For me the irresistibility of Question Time is a symptom of a larger problem I have (retired journalists are especially vulnerable to this affliction) with trying to resist news and current affairs. I am in therapy.
Last Monday afternoon, despising myself, I found myself again getting down into Question Time's gutter.
Question Time demeans the nation. All is chortling, roaring, scoffing, point-scoring party-political depravity. There is never ever a question asked in pure altruistic pursuit of information. There is never an answer given in the pure altruistic spirit of information-giving.
Q: Why (to paraphrase the famous joke about lawyers) do we elect politicians, not rats, to federal parliament?
A: Because there are some things, including and especially asking Dorothy Dix questions (fake ''questions'' that toady backbenchers recite to enable a minister to brag about government achievements and to mock an Opposition) that rats won't do.
Men and women of Australia, what are we going to do about Question Time?
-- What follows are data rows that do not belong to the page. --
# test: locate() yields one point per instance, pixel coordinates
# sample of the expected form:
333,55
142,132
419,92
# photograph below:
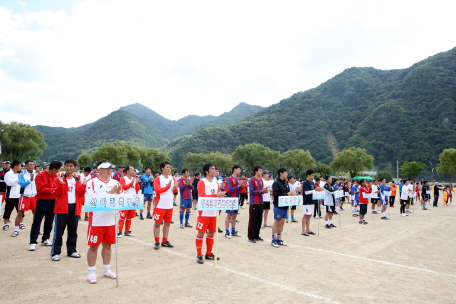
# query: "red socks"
199,244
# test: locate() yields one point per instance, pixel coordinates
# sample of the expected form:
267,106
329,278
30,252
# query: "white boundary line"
303,293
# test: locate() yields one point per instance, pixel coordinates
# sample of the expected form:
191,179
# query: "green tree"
21,141
322,169
194,161
412,169
297,160
251,155
384,174
353,160
447,161
84,159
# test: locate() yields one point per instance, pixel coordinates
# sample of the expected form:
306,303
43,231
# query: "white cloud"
200,57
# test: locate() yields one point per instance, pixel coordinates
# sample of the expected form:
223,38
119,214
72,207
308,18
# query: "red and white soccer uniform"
207,218
163,199
129,186
101,223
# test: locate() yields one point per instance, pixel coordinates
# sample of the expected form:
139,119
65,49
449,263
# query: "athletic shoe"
200,260
167,244
211,257
46,243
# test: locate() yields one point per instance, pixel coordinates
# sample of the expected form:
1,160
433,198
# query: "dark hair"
71,161
15,163
281,170
55,164
206,167
235,167
163,164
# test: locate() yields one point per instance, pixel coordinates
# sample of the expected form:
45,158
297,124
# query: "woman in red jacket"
67,210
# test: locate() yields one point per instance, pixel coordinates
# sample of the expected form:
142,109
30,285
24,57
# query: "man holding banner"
207,219
101,228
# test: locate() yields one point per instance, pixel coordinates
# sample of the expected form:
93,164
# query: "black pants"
255,220
316,209
44,208
392,199
61,222
10,204
242,198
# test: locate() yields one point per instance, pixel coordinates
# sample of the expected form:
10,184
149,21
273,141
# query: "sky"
68,63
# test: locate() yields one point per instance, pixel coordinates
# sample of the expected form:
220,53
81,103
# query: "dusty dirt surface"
405,259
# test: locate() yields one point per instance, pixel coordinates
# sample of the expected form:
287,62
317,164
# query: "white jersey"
164,200
209,188
97,186
267,184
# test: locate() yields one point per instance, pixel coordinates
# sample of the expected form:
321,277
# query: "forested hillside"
405,114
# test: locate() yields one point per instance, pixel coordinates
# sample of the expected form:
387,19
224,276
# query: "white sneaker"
46,243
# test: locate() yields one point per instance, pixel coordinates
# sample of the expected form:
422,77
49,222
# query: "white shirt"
267,184
97,186
71,182
164,200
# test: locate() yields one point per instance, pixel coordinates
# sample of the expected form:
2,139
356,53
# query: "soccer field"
405,259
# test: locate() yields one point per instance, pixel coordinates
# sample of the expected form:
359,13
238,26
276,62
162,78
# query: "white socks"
92,271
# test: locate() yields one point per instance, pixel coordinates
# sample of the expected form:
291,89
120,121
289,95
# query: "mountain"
405,114
133,124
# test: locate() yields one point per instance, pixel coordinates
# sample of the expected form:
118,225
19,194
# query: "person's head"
70,165
54,167
104,168
236,170
6,164
257,171
209,170
165,168
16,165
282,173
29,165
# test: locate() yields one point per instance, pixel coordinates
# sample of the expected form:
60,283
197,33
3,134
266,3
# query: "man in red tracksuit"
67,210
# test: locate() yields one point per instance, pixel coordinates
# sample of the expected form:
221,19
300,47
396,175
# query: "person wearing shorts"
101,229
164,187
186,189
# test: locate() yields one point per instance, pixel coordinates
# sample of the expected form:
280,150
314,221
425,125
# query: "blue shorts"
187,203
280,214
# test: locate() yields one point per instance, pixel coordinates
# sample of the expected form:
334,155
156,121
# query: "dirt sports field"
408,260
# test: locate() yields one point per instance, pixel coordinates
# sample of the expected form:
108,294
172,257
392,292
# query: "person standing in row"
45,200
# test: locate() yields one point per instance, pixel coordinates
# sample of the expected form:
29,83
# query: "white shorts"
308,209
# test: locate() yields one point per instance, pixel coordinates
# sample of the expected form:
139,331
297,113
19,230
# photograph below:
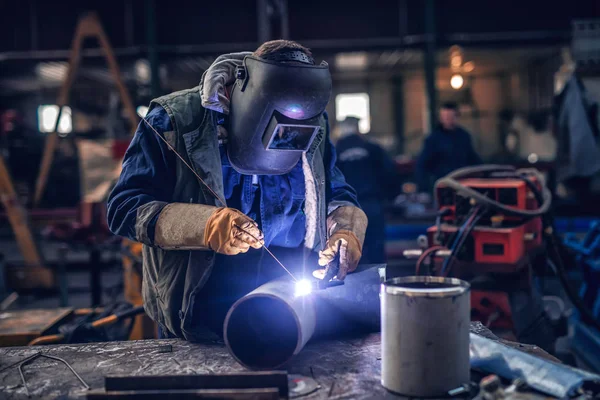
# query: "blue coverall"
275,202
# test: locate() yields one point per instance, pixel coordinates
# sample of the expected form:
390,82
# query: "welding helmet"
275,111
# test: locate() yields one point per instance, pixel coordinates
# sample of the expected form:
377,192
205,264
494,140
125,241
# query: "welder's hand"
349,248
346,227
229,231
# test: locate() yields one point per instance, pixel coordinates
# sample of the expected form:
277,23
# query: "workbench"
345,368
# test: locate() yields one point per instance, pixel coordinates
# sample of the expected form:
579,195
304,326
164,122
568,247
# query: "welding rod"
214,193
410,254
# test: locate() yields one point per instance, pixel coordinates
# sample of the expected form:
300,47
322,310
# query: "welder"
372,173
256,135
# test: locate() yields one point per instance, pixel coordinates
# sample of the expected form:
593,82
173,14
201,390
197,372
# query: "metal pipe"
267,327
424,335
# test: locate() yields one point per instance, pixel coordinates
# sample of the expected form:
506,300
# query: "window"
354,105
47,119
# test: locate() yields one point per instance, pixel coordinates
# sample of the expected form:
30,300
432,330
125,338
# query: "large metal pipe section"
424,335
270,325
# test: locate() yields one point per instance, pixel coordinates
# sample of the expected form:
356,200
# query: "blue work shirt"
275,201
Its present porno nastiness matters because, it being the only part of parliamentary proceedings that ever makes the news and that the impressionable people see and hear, it makes powerful contributions to the people's growing alienation (shown in every poll that measures it) from politicians and from our whole, dear political system.
But watching degrading Question Time this week I somehow rose above my self-loathing to wonder if it might make pragmatic, vote-winning, voter-beguiling sense for Albo and Labor to DO something. They could declare, acting at once on the promise, that they for their part will "clean-up" Question Time so that it no longer shames the nation.
Albo and Labor (they will need expert help with this) might make it a work-in-progress to see that their side of things cuts out all QT roaring and whinnying, never responding to their opponents' taunts, being as maturely conversational as average Australians are when they discuss things.
The people, impressed, would love this and would credit Labor. The people would notice (in the few months until government members, worried what the people must think of them, corked up their savagery and followed suit) one side of the QT House (Labor's) looking and sounding decent and civilly dinky-di. They'd see the coalition by contrast carrying on in the same old shameful way, looking and sounding like wild-eyed childish cannibal zombies from Hell.
I look to Canberra Labor federal MP Andrew Leigh, an ideas man and a devoted reader of this column, to take my reforming vision to his leader. Readers, watch this space and better still watch and listen to Question Time to find if magic happens.